I started out normalizing data entry functions across 4 partner sites/8 counties, and have now found myself responsible for the mobile workforce that is entering the data in those 8 counties/4 partner sites. Now I'm just trying to find the best way for them to work while dealing with territorial parter site IT staff and highly variable cell phone/internet connectivity (we serve a number of rural areas). I'm in the odd position of essentially dictating required services, but only having "input" into field operations. Next time I swear I won't take a job with a state agency!!

jasonhiner
jasonhiner

You bring up a good point. I meant to mention a few more of the user benefits.
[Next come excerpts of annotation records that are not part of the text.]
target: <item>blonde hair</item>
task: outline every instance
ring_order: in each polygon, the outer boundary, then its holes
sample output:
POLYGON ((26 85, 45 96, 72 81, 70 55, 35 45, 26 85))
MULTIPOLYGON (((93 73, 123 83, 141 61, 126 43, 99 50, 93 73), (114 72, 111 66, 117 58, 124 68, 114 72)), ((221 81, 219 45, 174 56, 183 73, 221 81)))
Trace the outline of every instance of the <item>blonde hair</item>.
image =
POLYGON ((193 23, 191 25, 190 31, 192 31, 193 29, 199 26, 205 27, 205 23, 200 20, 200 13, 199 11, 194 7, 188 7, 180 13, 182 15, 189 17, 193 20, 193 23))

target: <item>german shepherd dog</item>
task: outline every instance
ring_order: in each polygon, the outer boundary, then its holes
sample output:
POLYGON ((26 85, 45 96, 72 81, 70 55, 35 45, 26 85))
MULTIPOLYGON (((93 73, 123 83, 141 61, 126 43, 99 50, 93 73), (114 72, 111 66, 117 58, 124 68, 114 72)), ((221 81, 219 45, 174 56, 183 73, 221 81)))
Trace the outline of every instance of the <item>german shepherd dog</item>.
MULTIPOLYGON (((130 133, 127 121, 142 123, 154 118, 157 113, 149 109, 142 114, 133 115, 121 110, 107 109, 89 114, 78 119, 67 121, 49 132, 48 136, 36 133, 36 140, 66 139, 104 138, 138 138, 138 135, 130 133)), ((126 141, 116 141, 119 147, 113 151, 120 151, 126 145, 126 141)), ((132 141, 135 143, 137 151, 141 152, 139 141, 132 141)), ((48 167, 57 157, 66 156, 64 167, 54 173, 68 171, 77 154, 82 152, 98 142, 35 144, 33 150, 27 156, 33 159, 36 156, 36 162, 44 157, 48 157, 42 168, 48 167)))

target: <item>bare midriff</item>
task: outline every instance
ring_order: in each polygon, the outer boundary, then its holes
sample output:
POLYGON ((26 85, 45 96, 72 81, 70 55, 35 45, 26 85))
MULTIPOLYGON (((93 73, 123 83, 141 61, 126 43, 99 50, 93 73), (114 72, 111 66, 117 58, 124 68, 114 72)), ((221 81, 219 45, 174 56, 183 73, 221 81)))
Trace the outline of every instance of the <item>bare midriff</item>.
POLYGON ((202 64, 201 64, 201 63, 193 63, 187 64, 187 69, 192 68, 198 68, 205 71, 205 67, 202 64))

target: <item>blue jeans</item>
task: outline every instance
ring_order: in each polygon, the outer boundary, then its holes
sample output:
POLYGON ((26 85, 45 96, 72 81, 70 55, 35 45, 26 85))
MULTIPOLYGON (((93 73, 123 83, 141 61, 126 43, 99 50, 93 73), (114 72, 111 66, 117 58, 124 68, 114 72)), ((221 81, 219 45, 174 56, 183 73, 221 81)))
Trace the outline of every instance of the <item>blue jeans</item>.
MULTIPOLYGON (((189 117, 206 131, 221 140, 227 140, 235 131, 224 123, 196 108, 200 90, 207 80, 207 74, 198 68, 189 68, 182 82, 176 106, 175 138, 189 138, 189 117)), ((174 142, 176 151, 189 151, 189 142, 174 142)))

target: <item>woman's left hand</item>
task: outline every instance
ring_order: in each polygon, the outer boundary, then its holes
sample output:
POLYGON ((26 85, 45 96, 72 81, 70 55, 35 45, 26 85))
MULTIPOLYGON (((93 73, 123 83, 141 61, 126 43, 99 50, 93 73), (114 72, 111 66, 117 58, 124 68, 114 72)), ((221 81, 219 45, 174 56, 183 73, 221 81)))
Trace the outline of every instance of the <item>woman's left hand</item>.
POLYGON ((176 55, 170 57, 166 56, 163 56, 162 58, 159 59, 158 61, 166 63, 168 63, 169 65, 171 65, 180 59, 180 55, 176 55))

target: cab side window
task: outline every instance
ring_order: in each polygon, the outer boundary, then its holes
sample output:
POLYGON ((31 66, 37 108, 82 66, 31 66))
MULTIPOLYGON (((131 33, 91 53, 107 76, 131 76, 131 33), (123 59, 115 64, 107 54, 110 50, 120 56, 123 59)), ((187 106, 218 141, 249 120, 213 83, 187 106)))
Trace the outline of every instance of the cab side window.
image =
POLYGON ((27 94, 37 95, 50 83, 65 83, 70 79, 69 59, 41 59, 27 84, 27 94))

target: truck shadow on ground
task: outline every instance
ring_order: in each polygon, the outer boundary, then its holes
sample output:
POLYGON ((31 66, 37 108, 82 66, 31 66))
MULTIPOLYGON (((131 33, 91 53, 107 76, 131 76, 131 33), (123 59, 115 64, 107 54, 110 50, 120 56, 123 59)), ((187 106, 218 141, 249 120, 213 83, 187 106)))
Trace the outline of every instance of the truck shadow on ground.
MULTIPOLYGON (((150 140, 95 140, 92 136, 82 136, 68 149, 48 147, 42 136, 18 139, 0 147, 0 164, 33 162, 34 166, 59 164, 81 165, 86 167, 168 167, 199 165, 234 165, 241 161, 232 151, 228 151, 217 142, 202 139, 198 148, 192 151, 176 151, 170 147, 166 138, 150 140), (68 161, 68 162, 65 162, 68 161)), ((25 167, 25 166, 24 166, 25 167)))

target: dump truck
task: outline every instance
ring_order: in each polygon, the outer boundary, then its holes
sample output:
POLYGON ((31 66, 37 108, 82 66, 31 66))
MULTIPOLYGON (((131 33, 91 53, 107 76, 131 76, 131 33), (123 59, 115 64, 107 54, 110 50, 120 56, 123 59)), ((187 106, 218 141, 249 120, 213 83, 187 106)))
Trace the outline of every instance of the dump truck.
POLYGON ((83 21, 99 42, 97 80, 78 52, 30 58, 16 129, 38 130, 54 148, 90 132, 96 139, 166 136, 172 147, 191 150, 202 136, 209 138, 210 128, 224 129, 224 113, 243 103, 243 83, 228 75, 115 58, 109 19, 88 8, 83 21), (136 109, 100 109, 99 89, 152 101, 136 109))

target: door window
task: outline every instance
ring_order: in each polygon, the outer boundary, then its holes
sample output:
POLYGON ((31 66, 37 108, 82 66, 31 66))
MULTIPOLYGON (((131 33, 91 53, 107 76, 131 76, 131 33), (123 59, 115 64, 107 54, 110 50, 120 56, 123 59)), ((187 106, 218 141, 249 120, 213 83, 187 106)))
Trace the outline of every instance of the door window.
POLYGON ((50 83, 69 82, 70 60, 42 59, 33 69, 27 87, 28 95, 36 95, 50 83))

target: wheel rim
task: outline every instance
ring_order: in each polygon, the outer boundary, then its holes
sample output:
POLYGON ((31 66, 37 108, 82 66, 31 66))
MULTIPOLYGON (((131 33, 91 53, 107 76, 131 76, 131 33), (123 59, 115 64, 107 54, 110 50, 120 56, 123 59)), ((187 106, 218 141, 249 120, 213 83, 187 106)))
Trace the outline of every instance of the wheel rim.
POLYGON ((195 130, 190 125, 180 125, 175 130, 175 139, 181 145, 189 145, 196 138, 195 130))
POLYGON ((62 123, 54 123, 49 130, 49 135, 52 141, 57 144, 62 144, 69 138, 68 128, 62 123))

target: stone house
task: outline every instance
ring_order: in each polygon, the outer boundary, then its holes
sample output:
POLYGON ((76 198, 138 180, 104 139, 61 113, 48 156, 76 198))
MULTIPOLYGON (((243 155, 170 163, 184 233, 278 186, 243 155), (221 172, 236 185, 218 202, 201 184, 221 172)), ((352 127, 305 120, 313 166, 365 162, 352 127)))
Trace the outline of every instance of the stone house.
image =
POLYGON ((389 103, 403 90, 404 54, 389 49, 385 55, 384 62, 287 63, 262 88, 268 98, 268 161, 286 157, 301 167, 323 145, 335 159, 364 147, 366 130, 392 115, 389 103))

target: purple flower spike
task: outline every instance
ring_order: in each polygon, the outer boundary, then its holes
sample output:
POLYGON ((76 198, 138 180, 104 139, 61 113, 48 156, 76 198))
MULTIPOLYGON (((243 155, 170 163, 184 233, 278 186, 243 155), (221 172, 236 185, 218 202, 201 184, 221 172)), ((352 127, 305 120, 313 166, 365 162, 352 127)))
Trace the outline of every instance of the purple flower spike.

For example, with the Sprint solution the user benefits from not having to search for Wi-Fi hotspots as much because of having Sprint Mobile Broadband, plus the user doesn't have to fire up a software VPN client. With BES and the Microsoft mobile server, the user gets better support from IT and better access to line-of-business apps. The Steelhead solution gives users much better performance when working remotely. The Verizon solution for field workers improves efficiency and communications for users.